Pros and cons of investing in DVR shares

DVR shares, just like any other financial instrument, have their own pros and cons. Here are some of them:

Advantages of DVR shares

DVR investors usually benefit from higher dividends compared to regular shareholders. This is because DVR investors have the right to be compensated for giving up their voting rights. The higher dividend payout is usually a win-win for both parties, as companies get to reduce voting dilution, and investors get a higher rate of return.

Another way investors can be compensated for a lack of voting rights is by issuing DVR shares at a discount.

Equity dilution is also something corporations have to care about. When issuing new equity to get more money flowing into the company, they dilute the ownership of the investors that bought equity before the latest round. DVR shares prevent this, at least in terms of voting rights.
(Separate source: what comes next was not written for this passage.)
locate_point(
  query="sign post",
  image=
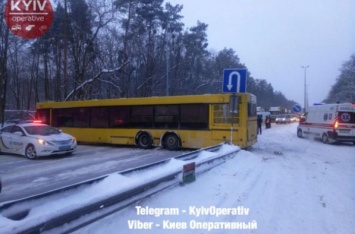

For instance, suppose a company has 100 total shares outstanding. If an investor buys 25 shares, they are a 25% owner of the company. However, if the company decides to issue 100 more shares to raise another round of capital, the previous investor’s 25 shares are now worth only 12.5% ownership after this fundraise.

Disadvantages of investing in DVR shares

The most obvious one is the reduction in voting rights. If you’re an activist investor or have significant stakes in the company’s future, you might want to invest in regular shares to have a say in major strategic decisions.

Secondly, DVR shares have lower liquidity than regular shares – lower volume too. This means it’s difficult to buy them and even more difficult to sell at a certain price.

DVR shareholders are also given less access to information about the company, especially relative to regular equity inventors. This can create an information parity and affect trading decisions in the long term.

Differences at a glance

FeatureDVR SharesOrdinary Shares
Voting RightsLowerHigher
DividendsPotentially HigherRegular Dividends
Investment CostPotentially Lower (discounted)Market Price
LiquidityLowerHigher
Risk of DilutionLowerHigher
Information AccessPotentially LowerHigher

Frequently Asked Questions

I see some DVR shares trade on multiple exchanges. Does it matter where I buy them?

The exchange itself might not significantly impact the share price. However, different exchanges might have varying commission structures and trading requirements. We encourage you to find the one that suits your requirements the best.

Can I convert DVR shares to ordinary shares at some point?

Conversion rights are rare, but some companies might offer them under specific circumstances. It depends on the company’s structure and the terms of the specific DVR share class. You can check these details in the share offer document.

I’m worried about the potential tax implications of DVR shares. Are there any special considerations?

Capital gains from the sale of DVR shares are subject to capital gains tax. The applicable tax rate depends on the holding period of the shares. Additionally, dividends received on DVR shares are typically taxable as income at the marginal tax rate.

DVR shares seem like a long-term play. What happens if the company gets acquired?

The terms of the acquisition will determine how DVR shares are treated. In some cases, they might be converted to ordinary shares with full voting rights, while others might offer a fixed buyout price. Typically, this information should also be found in the share offer document.

DVR shares seem complex. Are there any alternatives for income investing?

Definitely! Explore other options like high-dividend yield stocks with strong track records, dividend-paying ETFs (Exchange Traded Funds), or even bonds. Each has its own risk-reward profile, so we encourage you to research them carefully.